Over the last couple of days we have seen some major mempool spikes on the Chia network, knocking farmers offline. Basically it looks similar, although not exactly, like the Chia dust storm a couple of months ago. Personally my farm has been knocked offline a couple of times, and the same is true for a number of farmers around the world.
So what is happening? It looks like someone is stuffing thousands of transactions into the mempool all at once and that is causing a cascade of issues as slower nodes lose sync and then start acting as zombie nodes causing issues and additional load on the nodes that do stay in sync.

As you can see the normal transaction volume is being completely dwarfed by spikes that are hitting it right now. But if you look at the Bitcoin or Ethereum mempools they are significantly busier than the Chia network is even during these spikes. If Chia wants to supplant Ethereum as the programmable smart chain of choice it needs to be able to easily support more than 10x this load at all times.
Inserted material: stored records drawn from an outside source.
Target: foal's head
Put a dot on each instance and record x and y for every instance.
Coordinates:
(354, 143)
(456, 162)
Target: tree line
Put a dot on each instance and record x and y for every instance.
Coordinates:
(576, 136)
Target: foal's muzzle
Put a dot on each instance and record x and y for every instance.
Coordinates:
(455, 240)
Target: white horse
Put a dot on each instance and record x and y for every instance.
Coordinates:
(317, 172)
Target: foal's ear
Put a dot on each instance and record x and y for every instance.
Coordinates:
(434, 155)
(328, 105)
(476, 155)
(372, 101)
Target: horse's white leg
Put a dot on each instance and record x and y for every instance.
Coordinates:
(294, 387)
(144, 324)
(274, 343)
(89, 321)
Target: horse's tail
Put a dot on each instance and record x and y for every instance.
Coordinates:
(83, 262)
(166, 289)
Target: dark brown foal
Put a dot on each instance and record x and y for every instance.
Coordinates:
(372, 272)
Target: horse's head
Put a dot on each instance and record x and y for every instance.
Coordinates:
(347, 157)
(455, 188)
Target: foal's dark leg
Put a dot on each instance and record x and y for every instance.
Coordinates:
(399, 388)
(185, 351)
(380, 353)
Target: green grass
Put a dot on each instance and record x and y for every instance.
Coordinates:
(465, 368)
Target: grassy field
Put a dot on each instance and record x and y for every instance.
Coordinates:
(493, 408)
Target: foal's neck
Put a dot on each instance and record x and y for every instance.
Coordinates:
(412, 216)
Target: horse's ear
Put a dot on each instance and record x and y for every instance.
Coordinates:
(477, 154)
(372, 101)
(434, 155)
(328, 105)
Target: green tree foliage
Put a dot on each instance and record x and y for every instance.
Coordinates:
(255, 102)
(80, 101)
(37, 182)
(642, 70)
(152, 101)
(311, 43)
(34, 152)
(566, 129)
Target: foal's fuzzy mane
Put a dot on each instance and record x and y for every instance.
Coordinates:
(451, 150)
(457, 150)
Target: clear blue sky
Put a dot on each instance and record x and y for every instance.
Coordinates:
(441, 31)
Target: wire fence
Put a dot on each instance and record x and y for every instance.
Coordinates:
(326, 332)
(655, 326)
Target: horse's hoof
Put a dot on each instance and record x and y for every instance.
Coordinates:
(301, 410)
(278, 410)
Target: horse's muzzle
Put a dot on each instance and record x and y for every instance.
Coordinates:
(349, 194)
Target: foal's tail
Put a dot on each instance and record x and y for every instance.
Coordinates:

I don’t really have any answers here, but you can be sure I will be asking for some. Both from Chia Network, who has responded to these issues in the past, and from others in the community about why the Chia node falls over with what would seem to be a feather brush to an Ethereum node. If it is just low powered nodes, then they need to go. Permanently. If it is something else then that needs to be fixed because right now even with decent hardware its luck of the draw if you or your peers get knocked out by one of these spikes.
“…right now even with decent hardware its luck of the draw if you or your peers get knocked out by one of these spikes.” Not true. If you have sufficient hardware power and network response, there is no issue IMHO and in my experience. Chia’s insistence that Pis or similar are “good enough”, for example, is hurting Chia’s chances of graduating into the big league of crypto, such as Ethereum you mention, in terms of transactions.
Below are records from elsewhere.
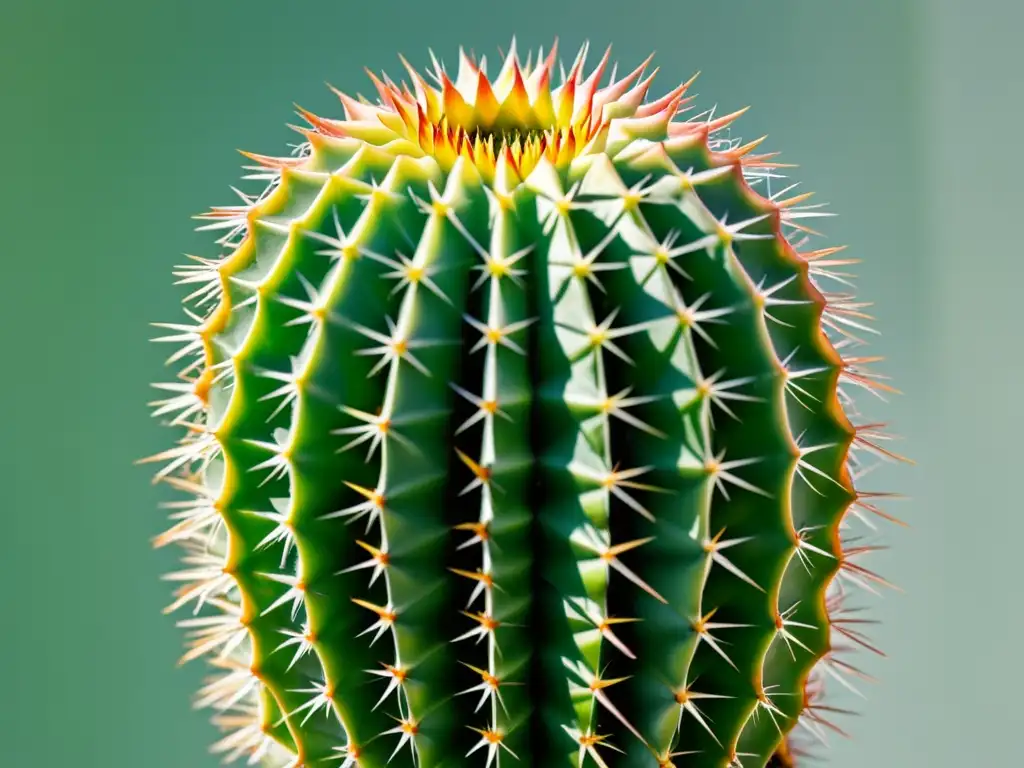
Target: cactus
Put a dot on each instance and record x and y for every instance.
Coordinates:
(519, 430)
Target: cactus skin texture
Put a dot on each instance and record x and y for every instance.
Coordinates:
(519, 431)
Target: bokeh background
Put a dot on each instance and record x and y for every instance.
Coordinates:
(120, 120)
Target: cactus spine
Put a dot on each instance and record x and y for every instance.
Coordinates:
(518, 433)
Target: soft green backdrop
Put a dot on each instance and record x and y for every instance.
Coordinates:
(120, 119)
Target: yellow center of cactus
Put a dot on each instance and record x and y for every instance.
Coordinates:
(509, 123)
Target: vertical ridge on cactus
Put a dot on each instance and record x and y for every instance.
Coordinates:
(519, 429)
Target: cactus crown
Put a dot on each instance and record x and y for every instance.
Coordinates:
(518, 432)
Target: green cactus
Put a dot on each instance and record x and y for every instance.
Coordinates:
(518, 432)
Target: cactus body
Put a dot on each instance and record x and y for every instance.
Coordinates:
(517, 435)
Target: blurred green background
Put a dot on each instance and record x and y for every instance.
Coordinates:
(121, 120)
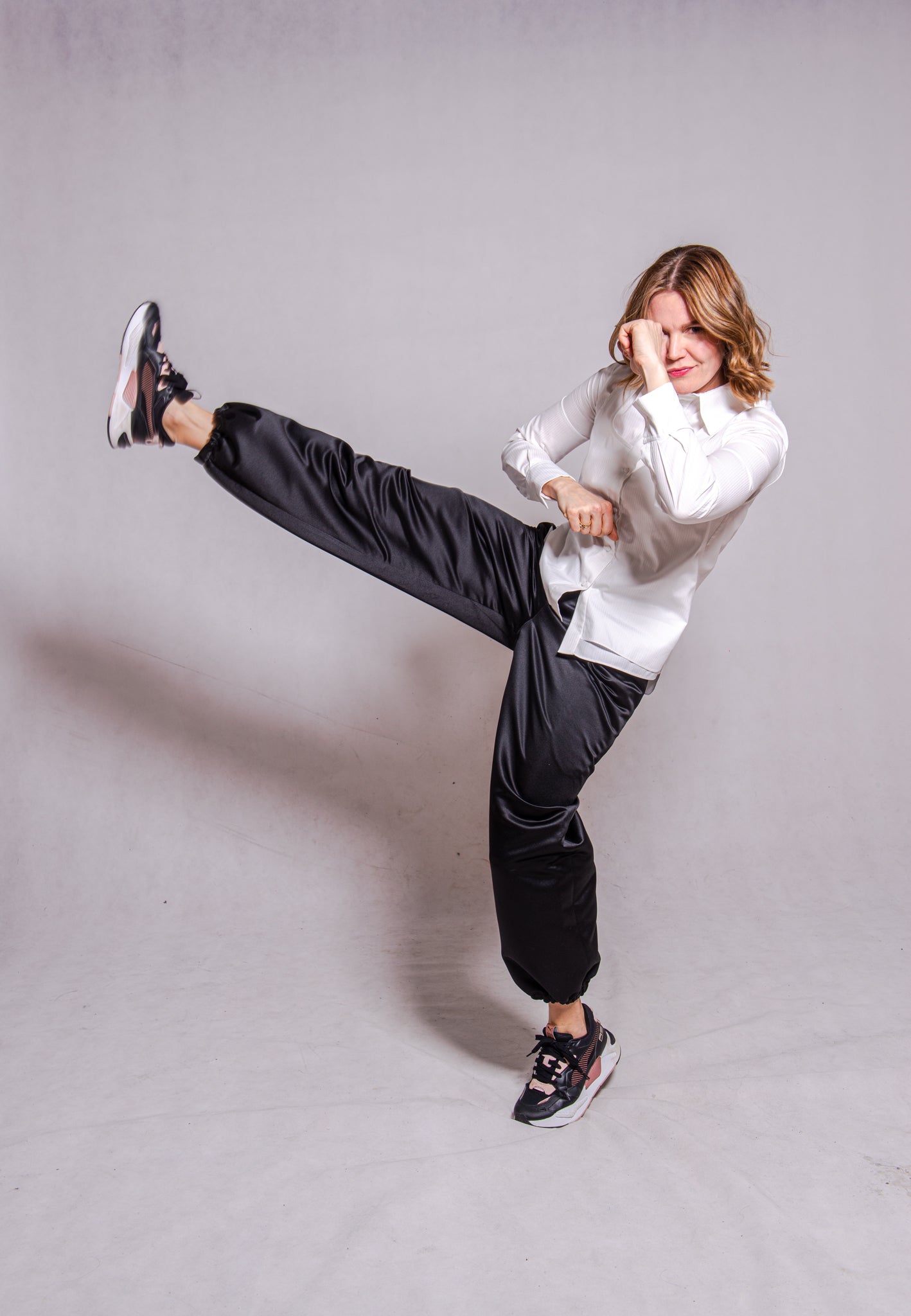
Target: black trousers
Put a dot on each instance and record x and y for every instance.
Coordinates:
(465, 557)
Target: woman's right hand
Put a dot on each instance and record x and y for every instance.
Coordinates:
(586, 512)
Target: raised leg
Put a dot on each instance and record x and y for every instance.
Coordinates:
(439, 544)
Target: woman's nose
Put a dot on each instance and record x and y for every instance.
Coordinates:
(675, 346)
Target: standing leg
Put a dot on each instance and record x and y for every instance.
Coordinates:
(560, 716)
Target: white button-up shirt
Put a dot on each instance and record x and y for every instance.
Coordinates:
(681, 473)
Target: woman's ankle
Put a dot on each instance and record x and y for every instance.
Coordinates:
(189, 424)
(568, 1019)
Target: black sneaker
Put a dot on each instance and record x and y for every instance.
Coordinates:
(146, 383)
(568, 1073)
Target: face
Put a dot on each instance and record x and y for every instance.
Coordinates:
(693, 360)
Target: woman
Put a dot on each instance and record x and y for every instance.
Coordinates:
(681, 440)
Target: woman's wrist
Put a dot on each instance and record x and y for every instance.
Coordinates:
(653, 374)
(549, 490)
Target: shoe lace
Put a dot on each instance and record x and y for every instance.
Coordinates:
(545, 1045)
(169, 375)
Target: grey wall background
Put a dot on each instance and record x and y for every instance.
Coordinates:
(234, 831)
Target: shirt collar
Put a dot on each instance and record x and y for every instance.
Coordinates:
(716, 407)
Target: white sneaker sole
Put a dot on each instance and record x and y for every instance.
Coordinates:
(121, 409)
(608, 1061)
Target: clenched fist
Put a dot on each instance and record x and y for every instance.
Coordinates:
(586, 512)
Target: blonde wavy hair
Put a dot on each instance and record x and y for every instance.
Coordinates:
(716, 300)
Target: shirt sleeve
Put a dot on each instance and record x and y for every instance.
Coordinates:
(694, 486)
(532, 456)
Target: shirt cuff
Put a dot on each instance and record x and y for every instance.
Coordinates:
(662, 413)
(539, 474)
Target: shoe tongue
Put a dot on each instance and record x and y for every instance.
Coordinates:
(558, 1037)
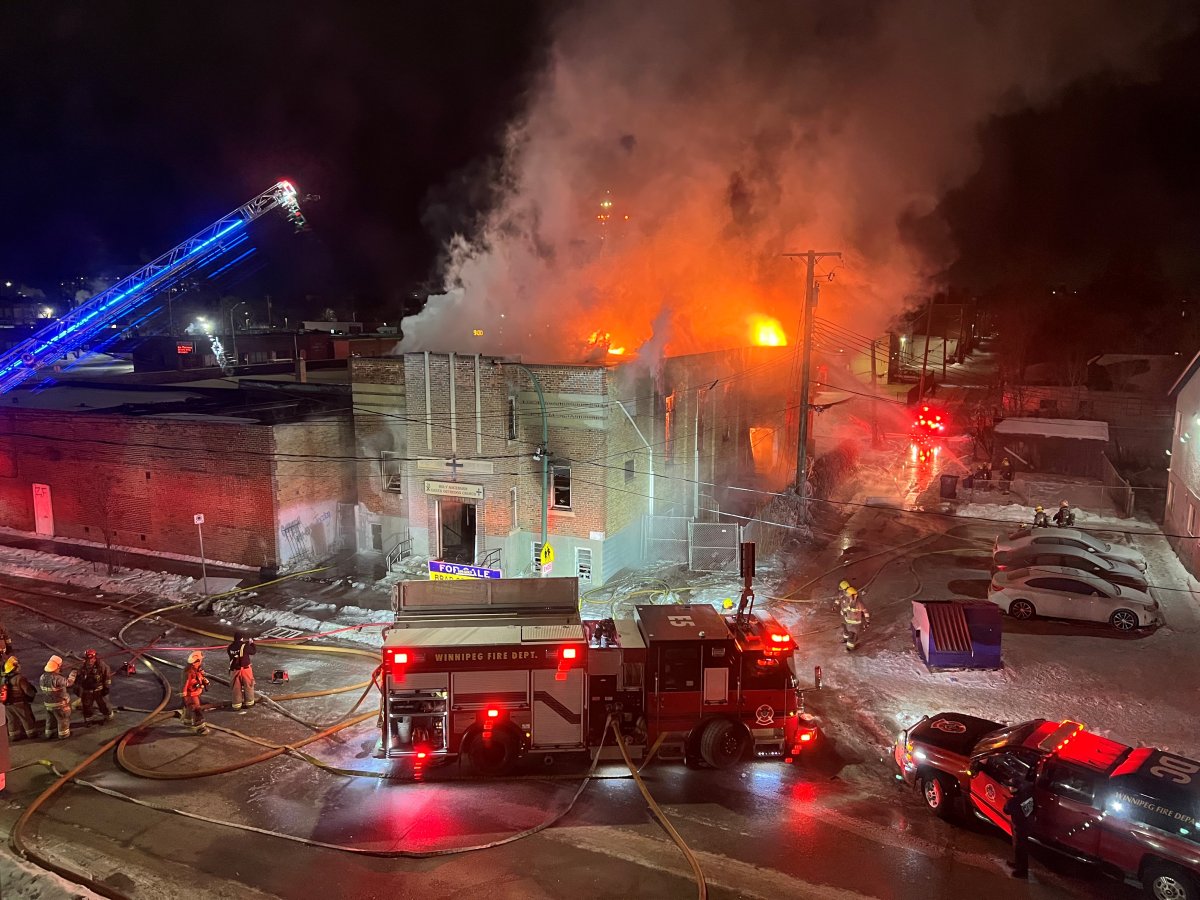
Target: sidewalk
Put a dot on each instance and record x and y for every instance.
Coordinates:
(121, 557)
It is true. I’m farming a rocket lake i5 with 32gb ram and I’ve been knocked out by both
Chia is not RAM size bound, but rather RAM speed bound. So, most of your RAM is kind of being wasted (yeah, OS is using it for some general caching). Potentially, using it as a cache in front of your db folder would make a better use of it.
Also, Chia is not CPU per se bound, but rather a single core bound. Once you have one core maxed out, your node is SOL, regardless of how many cores you have.
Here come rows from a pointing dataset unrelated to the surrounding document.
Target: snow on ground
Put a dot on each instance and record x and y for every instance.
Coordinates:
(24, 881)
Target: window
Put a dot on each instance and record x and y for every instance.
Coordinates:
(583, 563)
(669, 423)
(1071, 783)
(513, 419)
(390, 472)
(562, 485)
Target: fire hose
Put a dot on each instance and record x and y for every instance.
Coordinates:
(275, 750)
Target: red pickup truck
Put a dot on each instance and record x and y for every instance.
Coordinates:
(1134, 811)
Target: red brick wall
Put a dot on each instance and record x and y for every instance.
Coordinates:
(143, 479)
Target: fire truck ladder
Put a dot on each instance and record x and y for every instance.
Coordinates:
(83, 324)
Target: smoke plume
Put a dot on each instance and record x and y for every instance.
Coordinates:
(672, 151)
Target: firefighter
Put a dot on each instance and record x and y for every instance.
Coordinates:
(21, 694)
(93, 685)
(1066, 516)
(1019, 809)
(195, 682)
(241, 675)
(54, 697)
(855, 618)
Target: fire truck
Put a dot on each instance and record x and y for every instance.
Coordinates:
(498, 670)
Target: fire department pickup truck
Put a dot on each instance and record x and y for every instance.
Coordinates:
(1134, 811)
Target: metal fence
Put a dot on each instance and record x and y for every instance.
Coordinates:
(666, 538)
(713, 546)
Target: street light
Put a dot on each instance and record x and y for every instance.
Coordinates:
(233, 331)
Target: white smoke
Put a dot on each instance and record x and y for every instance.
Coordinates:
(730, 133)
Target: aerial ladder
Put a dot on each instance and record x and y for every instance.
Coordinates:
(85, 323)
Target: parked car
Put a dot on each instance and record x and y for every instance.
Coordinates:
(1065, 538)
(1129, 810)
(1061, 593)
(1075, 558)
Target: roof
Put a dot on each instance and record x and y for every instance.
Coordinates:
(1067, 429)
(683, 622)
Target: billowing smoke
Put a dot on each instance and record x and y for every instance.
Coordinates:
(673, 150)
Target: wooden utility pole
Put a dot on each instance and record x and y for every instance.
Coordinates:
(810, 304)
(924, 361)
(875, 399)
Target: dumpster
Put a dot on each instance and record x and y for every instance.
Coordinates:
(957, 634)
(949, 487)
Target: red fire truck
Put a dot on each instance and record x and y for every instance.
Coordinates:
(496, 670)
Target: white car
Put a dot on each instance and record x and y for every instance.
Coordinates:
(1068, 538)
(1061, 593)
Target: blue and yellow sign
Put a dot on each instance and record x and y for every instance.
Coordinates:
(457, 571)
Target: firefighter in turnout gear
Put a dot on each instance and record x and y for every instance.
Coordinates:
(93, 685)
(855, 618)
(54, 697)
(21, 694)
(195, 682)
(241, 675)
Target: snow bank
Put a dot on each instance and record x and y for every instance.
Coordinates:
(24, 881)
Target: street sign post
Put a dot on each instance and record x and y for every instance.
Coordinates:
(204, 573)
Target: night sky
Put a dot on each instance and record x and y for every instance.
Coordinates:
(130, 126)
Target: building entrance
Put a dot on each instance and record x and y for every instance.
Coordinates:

I have been knocked out with AMD Ryzen 7 3700X 3,6/4,4GHz 32MB AM4 Wraith Prism BOX CPU and 32 GB RAM
I guess, if we want to move this issue forward, there is no point to repeat empty statements that play well in Chia’s favor (general rambling about RPis or other non-specified “low spec” nodes). I would rather focus on what issues we see with our own setups, rather than pointing fingers at “others” that don’t have “as good” setups as we have.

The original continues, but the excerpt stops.